The attack was tested on 8th to 11th generation Intel processors. The possibility of implementing the attack on AMD processors was also shown. At the end of last year, information about the attack was brought to Intel, AMD, Microsoft and Cloudflare. The vulnerability has been identified as CVE-2022-23823 for Intel and CVE-2022-24436 for AMD. Here it is still more correct to talk about the legitimate functionality of the processor, which is confirmed by the actions of vendors. Intel and AMD do not plan to release microcode updates for affected processors, instead offering to close the problem in software. Microsoft and Cloudflare updated the code of their cryptographic systems (at the same time slowing down their work by 5 and 11 percent, respectively). While the research was embargoed (at the request of Intel), an independent team of researchers demonstrated a similar attack and proposed changes directly to the SIKE algorithm.
The study turned out to be interesting. Its authors found a way to extract the encryption key using a new method of monitoring the operation of the processor, and the attack could theoretically be carried out remotely over the network. As noted in Intel, this class of attacks has great prospects, but specific work is hardly applicable in practice. The attack involves not only the features of DVFS, it also largely depends on the behavior of the SIKE algorithm (which was eventually changed). Therefore, one can understand processor manufacturers who are not inclined to resort to costly changes if the issue is closed by software. Another thing is that this is only one example of an attack on a specific “brick” of a cryptographic system. Perhaps in the future it will be possible to simulate a more dangerous attack, the only solution for which is to completely disable the dynamic frequency change system (in Intel’s terms, this is Turbo Boost) with a dramatic drop in performance. However, not a single hardware attack has so far been able to bring such a dangerous scenario.
What else happened:
At WWDC, Apple demonstrated a technology that allows you to refuse user verification using the Captcha method. The company proposed a mechanism that authorizes the user using some kind of Private Access Token, essentially an identifier for network requests that certifies that they come from a real user, and not from a robot. Google uses a similar method in its captcha, excluding requests like “show all the traffic lights in the picture” for those who are logged into the company’s services. The potential damage from the introduction of such technologies may be that for users who do not use the products of large vendors, the number of verification requests will only increase in the future.
As part of another set of patches from Microsoft last week, the Follina vulnerability in the Microsoft Support Diagnostic Protocol component was closed. We wrote about this issue in early June.

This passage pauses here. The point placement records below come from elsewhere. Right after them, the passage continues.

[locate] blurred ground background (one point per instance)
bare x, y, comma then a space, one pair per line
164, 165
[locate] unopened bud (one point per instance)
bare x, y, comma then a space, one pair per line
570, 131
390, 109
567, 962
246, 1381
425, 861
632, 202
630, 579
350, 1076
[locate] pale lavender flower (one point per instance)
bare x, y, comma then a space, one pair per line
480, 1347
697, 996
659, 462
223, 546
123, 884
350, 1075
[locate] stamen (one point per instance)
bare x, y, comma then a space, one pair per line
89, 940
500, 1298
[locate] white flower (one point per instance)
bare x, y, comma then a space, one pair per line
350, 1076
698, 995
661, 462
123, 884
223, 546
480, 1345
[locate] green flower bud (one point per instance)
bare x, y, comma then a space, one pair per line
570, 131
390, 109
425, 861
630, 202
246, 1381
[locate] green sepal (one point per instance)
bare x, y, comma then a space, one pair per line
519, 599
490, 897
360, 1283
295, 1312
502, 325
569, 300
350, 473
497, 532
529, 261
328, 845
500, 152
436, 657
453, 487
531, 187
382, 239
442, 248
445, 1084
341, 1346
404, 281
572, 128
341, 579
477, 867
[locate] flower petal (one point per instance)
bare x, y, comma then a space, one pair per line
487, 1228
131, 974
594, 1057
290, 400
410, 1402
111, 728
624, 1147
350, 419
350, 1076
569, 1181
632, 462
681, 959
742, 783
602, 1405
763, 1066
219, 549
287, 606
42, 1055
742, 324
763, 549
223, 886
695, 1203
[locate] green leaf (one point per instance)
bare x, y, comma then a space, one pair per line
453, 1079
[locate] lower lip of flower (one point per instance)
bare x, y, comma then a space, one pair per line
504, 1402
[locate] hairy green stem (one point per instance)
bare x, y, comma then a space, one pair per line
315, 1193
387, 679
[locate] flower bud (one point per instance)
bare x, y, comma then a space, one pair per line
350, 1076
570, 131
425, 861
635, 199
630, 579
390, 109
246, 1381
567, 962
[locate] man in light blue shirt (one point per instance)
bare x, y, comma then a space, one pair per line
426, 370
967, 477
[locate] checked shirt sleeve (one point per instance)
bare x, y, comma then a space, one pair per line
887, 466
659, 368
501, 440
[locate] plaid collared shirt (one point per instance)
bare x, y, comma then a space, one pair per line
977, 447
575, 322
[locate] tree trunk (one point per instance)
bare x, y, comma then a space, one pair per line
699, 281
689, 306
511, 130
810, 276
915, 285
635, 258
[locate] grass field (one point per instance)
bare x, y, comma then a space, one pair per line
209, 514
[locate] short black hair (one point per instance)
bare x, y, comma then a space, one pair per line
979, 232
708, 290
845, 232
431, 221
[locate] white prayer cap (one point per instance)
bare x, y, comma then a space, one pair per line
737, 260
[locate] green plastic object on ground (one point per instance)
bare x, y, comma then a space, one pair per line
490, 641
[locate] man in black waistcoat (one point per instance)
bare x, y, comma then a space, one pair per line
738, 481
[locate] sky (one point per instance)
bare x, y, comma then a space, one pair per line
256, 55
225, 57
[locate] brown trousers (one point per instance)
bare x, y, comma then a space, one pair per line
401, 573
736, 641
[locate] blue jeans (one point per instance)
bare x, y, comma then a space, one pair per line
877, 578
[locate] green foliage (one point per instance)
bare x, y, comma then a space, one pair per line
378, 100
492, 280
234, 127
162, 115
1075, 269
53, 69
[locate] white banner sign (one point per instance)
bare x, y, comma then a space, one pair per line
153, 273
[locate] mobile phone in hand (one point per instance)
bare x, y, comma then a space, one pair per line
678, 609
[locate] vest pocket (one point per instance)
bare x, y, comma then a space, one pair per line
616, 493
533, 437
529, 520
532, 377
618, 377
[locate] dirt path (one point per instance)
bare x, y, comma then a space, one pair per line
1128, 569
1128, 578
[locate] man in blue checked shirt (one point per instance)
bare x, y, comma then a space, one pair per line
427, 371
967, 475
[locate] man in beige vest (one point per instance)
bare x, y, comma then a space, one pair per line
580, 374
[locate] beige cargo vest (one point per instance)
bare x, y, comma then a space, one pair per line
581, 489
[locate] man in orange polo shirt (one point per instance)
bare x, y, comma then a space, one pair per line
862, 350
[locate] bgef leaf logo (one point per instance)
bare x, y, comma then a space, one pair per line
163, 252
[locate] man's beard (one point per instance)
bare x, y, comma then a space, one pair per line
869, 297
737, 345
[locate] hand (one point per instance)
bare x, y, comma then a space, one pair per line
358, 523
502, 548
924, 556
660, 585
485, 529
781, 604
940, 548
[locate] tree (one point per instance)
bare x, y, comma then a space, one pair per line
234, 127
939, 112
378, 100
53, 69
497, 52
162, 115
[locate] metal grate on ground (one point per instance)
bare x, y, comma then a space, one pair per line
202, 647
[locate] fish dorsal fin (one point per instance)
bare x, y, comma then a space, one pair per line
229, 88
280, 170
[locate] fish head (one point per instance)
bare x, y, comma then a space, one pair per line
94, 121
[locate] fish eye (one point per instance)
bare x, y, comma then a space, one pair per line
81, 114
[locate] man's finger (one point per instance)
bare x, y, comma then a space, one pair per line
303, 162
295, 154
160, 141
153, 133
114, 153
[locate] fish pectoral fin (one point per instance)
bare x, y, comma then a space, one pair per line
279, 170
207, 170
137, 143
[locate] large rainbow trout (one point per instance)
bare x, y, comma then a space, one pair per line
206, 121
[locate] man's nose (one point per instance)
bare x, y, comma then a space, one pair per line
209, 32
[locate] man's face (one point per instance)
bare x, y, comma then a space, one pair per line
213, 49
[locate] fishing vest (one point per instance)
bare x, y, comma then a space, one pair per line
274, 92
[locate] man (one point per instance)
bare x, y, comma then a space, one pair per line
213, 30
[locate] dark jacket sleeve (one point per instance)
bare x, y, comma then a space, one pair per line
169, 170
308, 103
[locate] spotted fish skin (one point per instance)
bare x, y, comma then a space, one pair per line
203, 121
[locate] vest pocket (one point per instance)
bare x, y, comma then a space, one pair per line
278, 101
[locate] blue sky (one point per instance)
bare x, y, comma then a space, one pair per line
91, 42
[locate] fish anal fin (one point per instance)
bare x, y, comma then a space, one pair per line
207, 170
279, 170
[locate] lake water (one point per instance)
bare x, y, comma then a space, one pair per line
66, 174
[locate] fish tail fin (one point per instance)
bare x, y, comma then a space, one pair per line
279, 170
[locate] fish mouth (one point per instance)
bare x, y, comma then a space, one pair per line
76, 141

Researchers at Kaspersky Lab prepared router security review. The most frequently detected malware that exploits vulnerabilities in routers is the Mirai botnet. More than 500 vulnerabilities were found in network devices in 2020 and 2021.
Another study Kaspersky Lab provides illustrative examples of the resale of corporate data on the black market. The assortment of leaks includes not only account data, but also a large amount of logs, from which it is also possible to extract information suitable for further attacks.